But even though short-term hikes “do
not raise public health concerns” and such levels in
rainwater are expected to be relatively short, the EPA said
it would increase the monitoring of precipitation, drinking
water, and other “potential exposure routes.”
One key area being watched is the US milk supply. After
the Chernobyl meltdown in 1986, it was found that cows had
eaten grass tainted by radioactive fallout from the reactor.
Concentrated radioiodine in the milk was blamed later for
causing health problems in humans who drank it. The Soviet
government was blamed for not warning the public.
Similarly, the US government was blamed for downplaying
radioactive fallout as a health threat during atmospheric
weapons testing in the 1950s and early 1960s. Such
experience has translated into a high level of public
distrust in many nations, experts say.
“As far as I can tell, the fallout today appears to be
orders of magnitude less than it was during weapon testing
in the 1950s when weapons-testing fallout occurred all over
the country,” says Arjun Makhijani, president of Institute
for Energy and Environmental Research in Takoma Park, Md.,
who has testified to Congress on the nuclear fallout issue.
“Still, I would say there is a level of public concern
that's high enough right now that the authorities absolutely
should be measuring [radiation] levels in milk.”
In a statement Monday, the EPA and Massachusetts
authorities said they were monitoring the milk supply at
more than 30 stations. Typically this was done only once
every three months, but sampling and evaluations were now
being done “immediately,” the agency said.

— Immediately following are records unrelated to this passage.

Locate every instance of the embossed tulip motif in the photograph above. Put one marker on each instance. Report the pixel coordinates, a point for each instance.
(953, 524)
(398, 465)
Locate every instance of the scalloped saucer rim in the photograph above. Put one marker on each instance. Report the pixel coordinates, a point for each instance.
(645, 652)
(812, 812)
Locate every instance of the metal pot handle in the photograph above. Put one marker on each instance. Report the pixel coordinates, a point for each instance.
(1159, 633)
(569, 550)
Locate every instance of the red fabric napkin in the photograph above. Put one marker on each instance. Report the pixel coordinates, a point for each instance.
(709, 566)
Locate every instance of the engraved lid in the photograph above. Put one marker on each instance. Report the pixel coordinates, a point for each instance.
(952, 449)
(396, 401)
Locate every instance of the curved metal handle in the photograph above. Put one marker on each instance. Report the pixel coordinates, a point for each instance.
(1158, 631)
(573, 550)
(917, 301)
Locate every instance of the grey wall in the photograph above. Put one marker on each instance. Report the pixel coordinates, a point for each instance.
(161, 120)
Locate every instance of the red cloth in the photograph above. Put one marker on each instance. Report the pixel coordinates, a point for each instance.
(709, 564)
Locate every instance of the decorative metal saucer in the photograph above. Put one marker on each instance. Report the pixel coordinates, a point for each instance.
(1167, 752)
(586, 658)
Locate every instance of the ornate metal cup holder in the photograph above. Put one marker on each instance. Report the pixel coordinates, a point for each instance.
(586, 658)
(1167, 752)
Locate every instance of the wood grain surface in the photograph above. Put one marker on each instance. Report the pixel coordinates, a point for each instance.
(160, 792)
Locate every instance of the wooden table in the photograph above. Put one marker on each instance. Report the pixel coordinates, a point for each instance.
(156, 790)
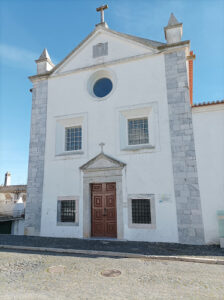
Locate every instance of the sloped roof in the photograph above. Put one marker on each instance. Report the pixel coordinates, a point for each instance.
(208, 103)
(139, 40)
(13, 188)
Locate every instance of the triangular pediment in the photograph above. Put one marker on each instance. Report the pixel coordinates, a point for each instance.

The Food and Drug Administration added in a joint
statement with EPA and other agencies that it was unlikely
that radiation levels would contaminate milk to any degree
that would harm health.
“At this time, theoretical models do not indicate that
harmful amounts of radiation will reach the US and,
therefore, there is little possibility of domestic milk
being contaminated as a result of grass or feed
contamination in the US,” the FDA said.
“As part of ongoing federal safety requirements, there is
regular testing of milk and other selected foods for
radioactivity and other potential contaminants,” added the
Massachusetts Department of Health in the same release. “In
initial testing, US EPA found no I-131 in milk products in
the US.... This monitoring by the federal officials will
continue in Massachusetts and other states.”.